Mientras tanto, las presiones desde el poder político al sector judicial continúan firmes en pos de frenar el procesamiento del efectivo de la Bonaerense, hoy erguido casi como un mártir del “garantismo zaffaronista”. Cabe destacar que el abogado Alejandro Suárez Lynch presentó un pedido de jury contra el juez que procesó a Chocobar, Enrique Velázquez. El letrado sostuvo que el juez incurrió en “mal desempeño, inhabilidad ético moral y prevaricato” al avanzar contra el efectivo.
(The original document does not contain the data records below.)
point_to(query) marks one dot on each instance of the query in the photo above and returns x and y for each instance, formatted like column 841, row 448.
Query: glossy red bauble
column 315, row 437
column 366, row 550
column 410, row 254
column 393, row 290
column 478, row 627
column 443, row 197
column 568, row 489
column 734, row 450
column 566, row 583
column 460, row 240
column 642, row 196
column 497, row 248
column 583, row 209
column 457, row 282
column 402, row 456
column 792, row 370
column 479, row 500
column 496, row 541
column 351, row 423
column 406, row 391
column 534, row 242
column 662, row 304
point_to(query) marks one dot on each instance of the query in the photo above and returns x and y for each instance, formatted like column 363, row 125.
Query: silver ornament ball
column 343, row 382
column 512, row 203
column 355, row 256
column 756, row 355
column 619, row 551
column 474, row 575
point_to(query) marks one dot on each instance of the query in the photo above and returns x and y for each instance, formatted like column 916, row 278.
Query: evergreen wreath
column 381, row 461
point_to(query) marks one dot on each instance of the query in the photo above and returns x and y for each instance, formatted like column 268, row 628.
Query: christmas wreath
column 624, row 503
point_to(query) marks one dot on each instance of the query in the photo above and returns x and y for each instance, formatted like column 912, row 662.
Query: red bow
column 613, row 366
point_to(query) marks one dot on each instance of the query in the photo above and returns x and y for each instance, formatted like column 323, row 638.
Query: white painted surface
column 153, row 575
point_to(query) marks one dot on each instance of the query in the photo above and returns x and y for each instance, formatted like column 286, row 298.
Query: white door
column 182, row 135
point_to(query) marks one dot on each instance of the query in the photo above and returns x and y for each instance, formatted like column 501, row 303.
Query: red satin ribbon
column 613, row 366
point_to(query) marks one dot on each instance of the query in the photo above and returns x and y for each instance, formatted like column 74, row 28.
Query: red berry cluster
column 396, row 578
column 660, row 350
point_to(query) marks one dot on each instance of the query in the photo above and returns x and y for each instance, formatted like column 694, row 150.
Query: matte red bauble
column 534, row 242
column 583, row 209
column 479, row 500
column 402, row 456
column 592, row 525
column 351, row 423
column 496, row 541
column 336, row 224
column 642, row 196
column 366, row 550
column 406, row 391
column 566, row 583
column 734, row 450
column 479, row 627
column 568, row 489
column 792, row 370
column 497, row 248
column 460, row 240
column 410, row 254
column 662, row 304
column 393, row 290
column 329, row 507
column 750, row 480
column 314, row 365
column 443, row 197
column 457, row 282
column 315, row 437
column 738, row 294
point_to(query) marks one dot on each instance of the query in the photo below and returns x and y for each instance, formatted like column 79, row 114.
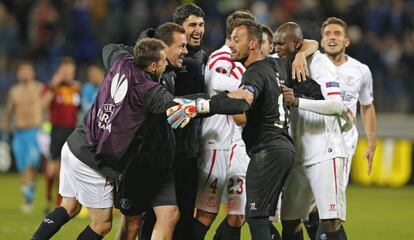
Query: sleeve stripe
column 220, row 53
column 220, row 58
column 240, row 70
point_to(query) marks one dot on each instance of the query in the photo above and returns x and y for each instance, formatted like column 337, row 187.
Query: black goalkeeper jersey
column 267, row 117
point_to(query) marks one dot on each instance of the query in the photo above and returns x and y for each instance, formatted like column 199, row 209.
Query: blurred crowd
column 44, row 31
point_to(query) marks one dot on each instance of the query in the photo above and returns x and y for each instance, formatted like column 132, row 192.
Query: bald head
column 291, row 29
column 288, row 39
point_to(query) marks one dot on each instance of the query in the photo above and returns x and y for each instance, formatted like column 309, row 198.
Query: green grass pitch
column 373, row 214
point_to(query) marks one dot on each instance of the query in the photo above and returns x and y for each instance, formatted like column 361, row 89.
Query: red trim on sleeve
column 220, row 58
column 220, row 53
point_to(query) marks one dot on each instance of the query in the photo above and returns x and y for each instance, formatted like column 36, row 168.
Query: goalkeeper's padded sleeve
column 324, row 107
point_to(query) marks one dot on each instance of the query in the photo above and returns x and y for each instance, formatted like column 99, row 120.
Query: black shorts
column 143, row 188
column 58, row 138
column 266, row 174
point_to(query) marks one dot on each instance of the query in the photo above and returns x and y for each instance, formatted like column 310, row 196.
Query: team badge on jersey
column 332, row 84
column 221, row 70
column 125, row 203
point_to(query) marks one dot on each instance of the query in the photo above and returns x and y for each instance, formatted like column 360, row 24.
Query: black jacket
column 190, row 80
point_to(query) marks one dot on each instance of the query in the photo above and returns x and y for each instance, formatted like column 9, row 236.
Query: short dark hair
column 147, row 51
column 291, row 28
column 165, row 32
column 253, row 28
column 24, row 61
column 266, row 29
column 335, row 20
column 239, row 14
column 182, row 12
“Lo que está generando Macri es peligrosísimo, ya que constituye tanto apología del delito como también encubrimiento agravado, pues tanto Marcos Peña como la propia Bullrich estaban al tanto de las imágenes del episodio y que no coincidían con el testimonio de Chocobar. Están haciendo una puesta en escena para la prensa”, dijo a Contexto Pérez Bodria. El letrado adelantó que su causa será apoyada por Oscar Parrilli y por el abogado Mariano Bergés, quienes acompañarán la denuncia.
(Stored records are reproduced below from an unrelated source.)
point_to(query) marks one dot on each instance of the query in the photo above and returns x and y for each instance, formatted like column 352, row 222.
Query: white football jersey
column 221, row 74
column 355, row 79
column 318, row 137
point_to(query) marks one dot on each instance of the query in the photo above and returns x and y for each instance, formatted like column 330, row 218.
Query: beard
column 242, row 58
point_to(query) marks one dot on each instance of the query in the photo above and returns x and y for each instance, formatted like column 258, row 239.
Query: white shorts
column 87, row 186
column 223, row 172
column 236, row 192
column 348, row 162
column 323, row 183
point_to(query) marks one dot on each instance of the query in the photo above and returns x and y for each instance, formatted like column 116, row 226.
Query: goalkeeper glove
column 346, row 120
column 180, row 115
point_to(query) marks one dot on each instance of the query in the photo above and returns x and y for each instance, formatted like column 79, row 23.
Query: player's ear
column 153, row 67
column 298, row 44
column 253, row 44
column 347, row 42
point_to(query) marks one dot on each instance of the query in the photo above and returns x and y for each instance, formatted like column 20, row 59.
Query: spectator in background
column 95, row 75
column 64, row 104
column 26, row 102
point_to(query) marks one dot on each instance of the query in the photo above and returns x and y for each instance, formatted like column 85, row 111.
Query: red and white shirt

Pérez Bodria hizo referencia a que el jefe de Gabinete, Marcos Peña, reveló que el gobierno conocía las imágenes que muestran a Chocobar disparar y matar a corta distancia al presunto ladrón cuando escapaba.

“Ellos sabían que lo que estaban haciendo no era más que exaltar una conducta criminal, tal como lo expuso el video que luego se difundió. Ellos ya conocían esas imágenes”, dijo Pérez Bodria, y agregó: “Esto es la promoción del gatillo fácil a las fuerzas de seguridad en general. Es muy peligroso y me atrevo a decir que es terminal para el Estado de derecho e imponer el Estado policial”.

Por su parte, el Centro de Estudios Legales y Sociales (CELS) estimó que, con su posicionamiento, el gobierno comete “demagogia punitiva”. El organismo de derechos humanos expresó que el macrismo busca “instalar la idea de que existe un ‘garantismo’ que conduce a la impunidad de los delincuentes y que la alternativa a ello es ‘soltarle la mano’ a la policía para que actúe sin respetar las reglas”.

A su vez, en la sede de la Coordinadora Contra la Represión Policial e Institucional (CORREPI) pintaron un grafiti que alentaba “Aguante Chocobar”. El ataque al local porteño apareció un día después de tomar conocimiento público el procesamiento del efectivo.